2006-12-05 01:09:47 · answer #7 · answered by Reggie B 2 · 0 0

It doesn't matter that he is dealing with his parent's split, he is 5 and old enough to know the difference between right and wrong. What you need to do, is just let him know that his cries for attention are not going to be tolerated, and are out of line. If spanking isnt working, take things away. Throw out all of the sweets from the house, often that is a HUGE factor of a childs behavior. If he isnt getting any better, he may actually have a mental disability, it is far more common than you would think. Often a change in diet will result in a chemical change within his body and will calm him down andkeep his emotions stable.
You need to be communicating all of this to your husband, he is not YOUR child persay, so it is a lot easier for you to see his intolerable faults, this all needs to be communicated so that you can fight it together. Don't let him ruin your marriage, it is just as much your problem now as it is your husbands, when you marry someone you marry thier whole family.

2006-12-05 00:59:38 · answer #8 · answered by Bri B 3 · 0 2

This kid needs discipline, and likely therapy from the sounds of it. He could have a hormonal imbalance, attention issues, etc. And when I say discipline, I mean balance, structure and stability .. consistent parenting techniques, NOT punishment. That will not help, only hinder.

However, with all of that said, he also requires affection, love and understanding from the parental figures in his life, which includes YOU. I had a major rush of anger run through me just seeing someone write the words "worst child I've ever seen" from a child that is involved in your life. Do you not think this child picks up on your feelings towards him? How do you expect him to react knowing how you feel about him?

He needs help, and so do you. I would fully suggest family therapy at this point, because not only does this kid need help dealing with his own issues, you need someone to point out to you that your behavior reflects on him, and his fathers allowing your behavior is even more detrimental.

With all of that, you have to wonder why this child is acting out?

2006-12-05 00:51:02 · answer #9 · answered by Jaded 5 · 1 0

i foster parented seriously troubled kids. This one is in trouble. His behaviors are all about control. He's not naive, he's not evil.

It's not too late to fix all this, but it's vital that this boy get therapy for his deep seated fears (fear leads to controlling behavior) before this behavior puts him into the criminal system or otherwise digs a hole he can't get out of.

Don't hate him, his mom is partly right that he is much too young to understand what he's doing, but that doesn't mean it can't be changed.
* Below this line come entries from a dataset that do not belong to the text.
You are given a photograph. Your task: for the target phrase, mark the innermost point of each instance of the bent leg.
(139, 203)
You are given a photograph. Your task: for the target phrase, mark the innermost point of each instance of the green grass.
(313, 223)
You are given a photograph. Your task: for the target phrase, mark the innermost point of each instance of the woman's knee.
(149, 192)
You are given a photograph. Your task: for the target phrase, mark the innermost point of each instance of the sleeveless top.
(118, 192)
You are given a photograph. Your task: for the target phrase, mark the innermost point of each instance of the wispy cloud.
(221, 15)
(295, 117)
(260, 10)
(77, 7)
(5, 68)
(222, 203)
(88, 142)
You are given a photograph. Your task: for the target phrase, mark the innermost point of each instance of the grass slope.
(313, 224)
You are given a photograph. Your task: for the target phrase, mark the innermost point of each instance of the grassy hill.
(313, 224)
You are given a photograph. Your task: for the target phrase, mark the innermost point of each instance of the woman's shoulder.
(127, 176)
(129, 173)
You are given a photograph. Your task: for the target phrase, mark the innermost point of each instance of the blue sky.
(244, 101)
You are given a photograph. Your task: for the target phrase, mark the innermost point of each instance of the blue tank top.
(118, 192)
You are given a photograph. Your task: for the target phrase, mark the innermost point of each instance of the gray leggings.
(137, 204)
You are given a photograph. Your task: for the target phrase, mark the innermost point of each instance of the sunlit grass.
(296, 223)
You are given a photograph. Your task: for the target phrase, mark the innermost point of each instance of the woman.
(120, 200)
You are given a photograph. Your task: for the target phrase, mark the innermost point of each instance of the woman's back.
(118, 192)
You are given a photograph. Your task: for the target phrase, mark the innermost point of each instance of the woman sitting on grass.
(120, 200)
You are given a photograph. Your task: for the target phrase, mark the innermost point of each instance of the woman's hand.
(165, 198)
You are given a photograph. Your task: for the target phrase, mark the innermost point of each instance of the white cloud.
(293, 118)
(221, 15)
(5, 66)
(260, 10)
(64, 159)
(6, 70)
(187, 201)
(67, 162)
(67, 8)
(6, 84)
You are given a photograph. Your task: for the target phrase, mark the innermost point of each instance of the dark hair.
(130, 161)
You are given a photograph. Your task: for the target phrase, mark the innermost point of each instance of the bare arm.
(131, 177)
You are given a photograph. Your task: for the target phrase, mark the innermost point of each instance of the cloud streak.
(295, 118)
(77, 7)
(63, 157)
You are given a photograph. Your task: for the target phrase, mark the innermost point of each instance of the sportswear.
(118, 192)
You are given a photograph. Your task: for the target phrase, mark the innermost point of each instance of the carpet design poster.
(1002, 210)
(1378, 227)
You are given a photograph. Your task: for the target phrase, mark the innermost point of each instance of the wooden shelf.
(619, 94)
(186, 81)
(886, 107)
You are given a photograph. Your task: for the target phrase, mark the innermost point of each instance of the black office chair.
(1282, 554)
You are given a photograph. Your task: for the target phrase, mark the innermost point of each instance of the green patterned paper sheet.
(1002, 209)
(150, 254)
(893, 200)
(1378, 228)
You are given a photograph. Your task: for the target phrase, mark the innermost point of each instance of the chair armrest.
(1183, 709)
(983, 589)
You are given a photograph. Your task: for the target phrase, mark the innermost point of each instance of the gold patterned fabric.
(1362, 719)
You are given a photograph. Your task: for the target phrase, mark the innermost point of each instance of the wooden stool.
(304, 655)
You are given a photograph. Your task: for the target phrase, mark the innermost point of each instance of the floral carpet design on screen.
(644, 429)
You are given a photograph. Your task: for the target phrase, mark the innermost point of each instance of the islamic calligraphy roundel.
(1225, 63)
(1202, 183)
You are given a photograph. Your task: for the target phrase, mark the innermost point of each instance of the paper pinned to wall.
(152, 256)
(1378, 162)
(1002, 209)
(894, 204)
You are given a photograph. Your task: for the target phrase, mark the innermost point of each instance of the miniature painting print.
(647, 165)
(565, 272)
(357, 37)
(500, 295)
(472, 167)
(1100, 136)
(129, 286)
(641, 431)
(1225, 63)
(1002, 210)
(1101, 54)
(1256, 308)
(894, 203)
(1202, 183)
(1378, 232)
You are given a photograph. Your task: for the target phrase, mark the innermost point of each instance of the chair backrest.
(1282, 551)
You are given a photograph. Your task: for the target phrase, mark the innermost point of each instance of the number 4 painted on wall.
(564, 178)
It can. AND IT MUST. He is learning ways of dealing with the world and people that will persist if not changed.

But there's more. This kid is in this state because of his family. Including you btw. So you ALL need to get into some family therapy. Family therapy can get everyone focused on how to manage this behavior in a positive way, identify the things that the adults in his life are doing to create these fears and to enable his bad behaviors. And Family therapy can help support ALL of you in the terribly stressful situations that exist to get you through it.
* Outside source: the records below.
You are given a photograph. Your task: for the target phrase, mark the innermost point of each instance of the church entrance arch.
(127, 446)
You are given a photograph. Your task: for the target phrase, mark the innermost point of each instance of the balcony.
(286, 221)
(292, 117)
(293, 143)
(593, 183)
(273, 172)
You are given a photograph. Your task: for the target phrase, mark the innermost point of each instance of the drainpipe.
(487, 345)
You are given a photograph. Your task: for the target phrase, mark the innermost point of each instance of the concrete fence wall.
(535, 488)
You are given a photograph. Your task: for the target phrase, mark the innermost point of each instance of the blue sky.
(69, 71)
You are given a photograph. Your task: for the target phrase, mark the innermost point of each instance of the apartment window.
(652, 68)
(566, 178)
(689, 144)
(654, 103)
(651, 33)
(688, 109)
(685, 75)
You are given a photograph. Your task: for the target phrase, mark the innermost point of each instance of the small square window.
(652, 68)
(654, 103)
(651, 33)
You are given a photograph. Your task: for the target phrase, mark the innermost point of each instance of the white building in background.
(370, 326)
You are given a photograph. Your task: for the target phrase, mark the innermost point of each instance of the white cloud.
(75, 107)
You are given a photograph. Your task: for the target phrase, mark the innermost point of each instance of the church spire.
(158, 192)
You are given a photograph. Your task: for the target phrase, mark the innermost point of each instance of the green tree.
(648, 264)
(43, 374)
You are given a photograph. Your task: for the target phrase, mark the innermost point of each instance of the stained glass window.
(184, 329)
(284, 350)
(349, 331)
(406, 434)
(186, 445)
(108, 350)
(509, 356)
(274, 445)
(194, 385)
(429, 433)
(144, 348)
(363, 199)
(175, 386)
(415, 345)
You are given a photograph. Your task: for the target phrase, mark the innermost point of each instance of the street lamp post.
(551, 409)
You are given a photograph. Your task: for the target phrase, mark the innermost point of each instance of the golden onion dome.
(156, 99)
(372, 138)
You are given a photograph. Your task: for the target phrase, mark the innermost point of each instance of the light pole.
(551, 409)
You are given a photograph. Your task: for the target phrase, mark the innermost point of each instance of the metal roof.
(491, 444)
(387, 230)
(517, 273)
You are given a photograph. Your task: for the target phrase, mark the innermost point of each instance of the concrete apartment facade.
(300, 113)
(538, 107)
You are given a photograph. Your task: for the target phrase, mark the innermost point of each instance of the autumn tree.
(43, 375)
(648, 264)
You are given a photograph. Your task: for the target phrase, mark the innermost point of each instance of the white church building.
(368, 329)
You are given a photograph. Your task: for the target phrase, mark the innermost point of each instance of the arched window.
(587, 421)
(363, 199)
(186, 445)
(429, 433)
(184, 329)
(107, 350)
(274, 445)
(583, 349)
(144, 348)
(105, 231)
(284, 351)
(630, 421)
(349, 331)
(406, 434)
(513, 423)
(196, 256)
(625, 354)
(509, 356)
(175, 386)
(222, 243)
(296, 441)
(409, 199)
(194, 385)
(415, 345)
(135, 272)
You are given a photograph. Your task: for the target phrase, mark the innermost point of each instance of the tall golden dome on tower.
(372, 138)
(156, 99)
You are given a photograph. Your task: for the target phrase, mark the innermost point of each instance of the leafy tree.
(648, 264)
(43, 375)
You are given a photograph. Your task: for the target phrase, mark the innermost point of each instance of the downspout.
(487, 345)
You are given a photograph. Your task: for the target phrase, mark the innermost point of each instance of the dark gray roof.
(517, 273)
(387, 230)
If your husband won't do it, you do it. Go to a therapist by yourself if you must. But tell him that its not negotiable with you for this situation to continue. This boy cannot be part of your life if he is that disturbed and not getting help, and if his dad can't deal with that reality (and who would want to hear that about the child they love and are obligated to care for?) he needs to get it shoved in his face pretty hard. A therapist can make that work better without jeopardizing your relationship.

This is serious and you have to insist that it get serious attention NOW!